The Lines That Connect Us
Arthur sat in his worn armchair, his white hair thinning but still neatly combed—old habits from his days as a telephone cable splicer. Every morning at 7 AM, same as he'd done for forty years. His wife Martha had teased him about it even after he retired, saying he treated his remaining hair like the copper wires he used to splice: with precision, patience, and maybe a little more attention than strictly necessary.
Today, though, his mind wandered to Samuel. They'd been friends since 1957, when Arthur was climbing poles and Samuel was cutting hair two doors down from each other on Main Street. Samuel's shop had that striped barber pole and always smelled of talcum powder and camaraderie.
"Your hair's getting thin, Artie," Samuel used to say, snipping away. "But you know what they say about bald men—more head for new ideas."
They'd laugh, the way old friends do, comfortable in their rhythm. The telephone cables Arthur worked on—hundreds of miles of them buried beneath the town—carried voices. Lovers' whispers, families' greetings, urgent news, quiet hellos. Samuel's chair witnessed the same conversations, face to face instead of through copper wire.

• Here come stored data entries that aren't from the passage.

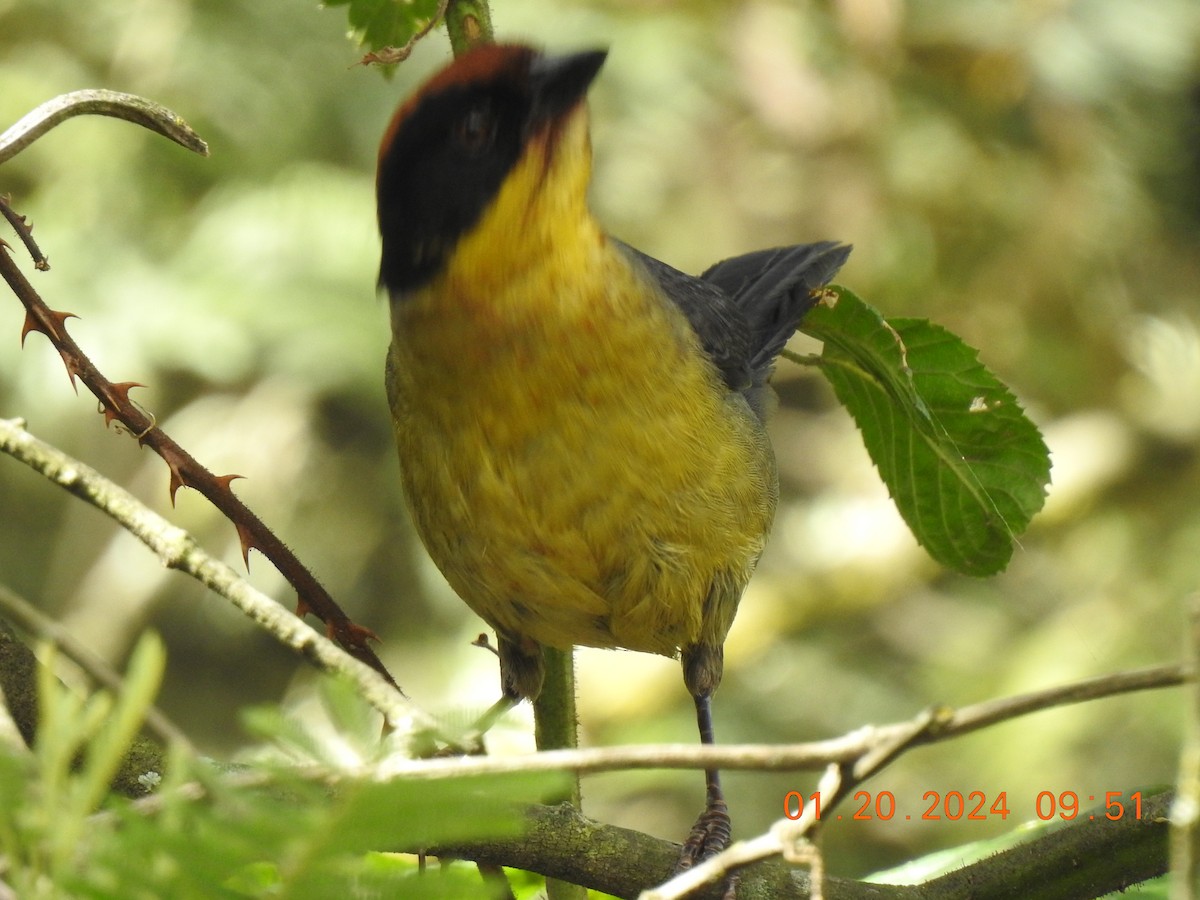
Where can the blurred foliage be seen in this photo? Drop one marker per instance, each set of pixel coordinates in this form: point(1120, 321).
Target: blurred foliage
point(1024, 173)
point(247, 832)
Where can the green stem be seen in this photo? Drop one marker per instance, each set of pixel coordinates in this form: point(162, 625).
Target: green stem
point(556, 729)
point(468, 23)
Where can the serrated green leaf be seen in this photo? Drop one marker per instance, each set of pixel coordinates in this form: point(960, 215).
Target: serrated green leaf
point(387, 23)
point(964, 465)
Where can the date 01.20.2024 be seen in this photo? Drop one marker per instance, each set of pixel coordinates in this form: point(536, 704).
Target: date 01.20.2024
point(973, 807)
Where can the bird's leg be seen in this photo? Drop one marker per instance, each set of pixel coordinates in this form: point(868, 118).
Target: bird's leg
point(702, 667)
point(713, 831)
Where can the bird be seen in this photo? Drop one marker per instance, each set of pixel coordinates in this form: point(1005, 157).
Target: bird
point(581, 427)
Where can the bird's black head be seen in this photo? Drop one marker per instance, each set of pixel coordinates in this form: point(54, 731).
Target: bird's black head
point(451, 145)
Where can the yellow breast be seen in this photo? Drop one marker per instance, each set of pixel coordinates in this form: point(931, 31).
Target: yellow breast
point(574, 463)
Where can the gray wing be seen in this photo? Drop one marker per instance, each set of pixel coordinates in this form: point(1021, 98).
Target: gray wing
point(744, 309)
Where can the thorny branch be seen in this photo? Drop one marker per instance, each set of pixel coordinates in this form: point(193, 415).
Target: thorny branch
point(114, 397)
point(178, 550)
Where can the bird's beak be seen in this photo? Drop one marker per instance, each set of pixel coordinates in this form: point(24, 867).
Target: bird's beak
point(559, 83)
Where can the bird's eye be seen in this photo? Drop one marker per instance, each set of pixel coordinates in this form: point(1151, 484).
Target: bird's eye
point(475, 132)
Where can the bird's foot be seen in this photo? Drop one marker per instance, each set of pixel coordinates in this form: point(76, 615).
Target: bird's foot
point(711, 834)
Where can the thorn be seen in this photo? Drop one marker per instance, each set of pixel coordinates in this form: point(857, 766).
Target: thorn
point(54, 330)
point(72, 369)
point(225, 480)
point(357, 635)
point(177, 481)
point(247, 540)
point(121, 389)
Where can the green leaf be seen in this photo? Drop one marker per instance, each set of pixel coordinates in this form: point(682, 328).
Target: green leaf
point(963, 462)
point(387, 23)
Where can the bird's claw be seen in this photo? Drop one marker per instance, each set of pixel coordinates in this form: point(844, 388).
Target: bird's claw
point(711, 834)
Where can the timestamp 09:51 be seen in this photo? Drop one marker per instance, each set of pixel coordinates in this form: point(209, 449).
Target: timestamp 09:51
point(971, 807)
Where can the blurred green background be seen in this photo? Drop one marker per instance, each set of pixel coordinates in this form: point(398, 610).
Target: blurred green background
point(1025, 173)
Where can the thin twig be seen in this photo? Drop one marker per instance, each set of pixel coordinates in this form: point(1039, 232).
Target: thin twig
point(1185, 835)
point(127, 107)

Now Samuel was gone three years, and Arthur was the last of the old guard still living on their street. The barber shop was a coffee shop now, but Arthur sometimes still paused outside, remembering.
He picked up the phone—still a landline, of course—and dialed his granddaughter in Chicago. The voice that came through was crisp and clear, unlike the crackly connections of his youth.
"Grandpa! How are you?"
"Just thinking," Arthur said, his voice warm. "About how things change but stay the same. We used to think those telephone cables we laid would last forever. Then fiber optics came, then wireless. But the real cables—the ones between people—those never get obsolete."
He thought of Samuel's laughter, Martha's gentle smile, all the voices that had passed through his hands and his life. The hair that had turned from brown to silver, the cables that had carried a thousand stories across time.
"Grandpa? You still there?"
"I'm here, sweetheart. And isn't that something? After all these years, I'm still here, and you can still hear me."
Outside his window, the autumn leaves fell gently, golden as memories. Arthur smiled, running a hand through his thin white hair. Some connections, after all, were never meant to be severed.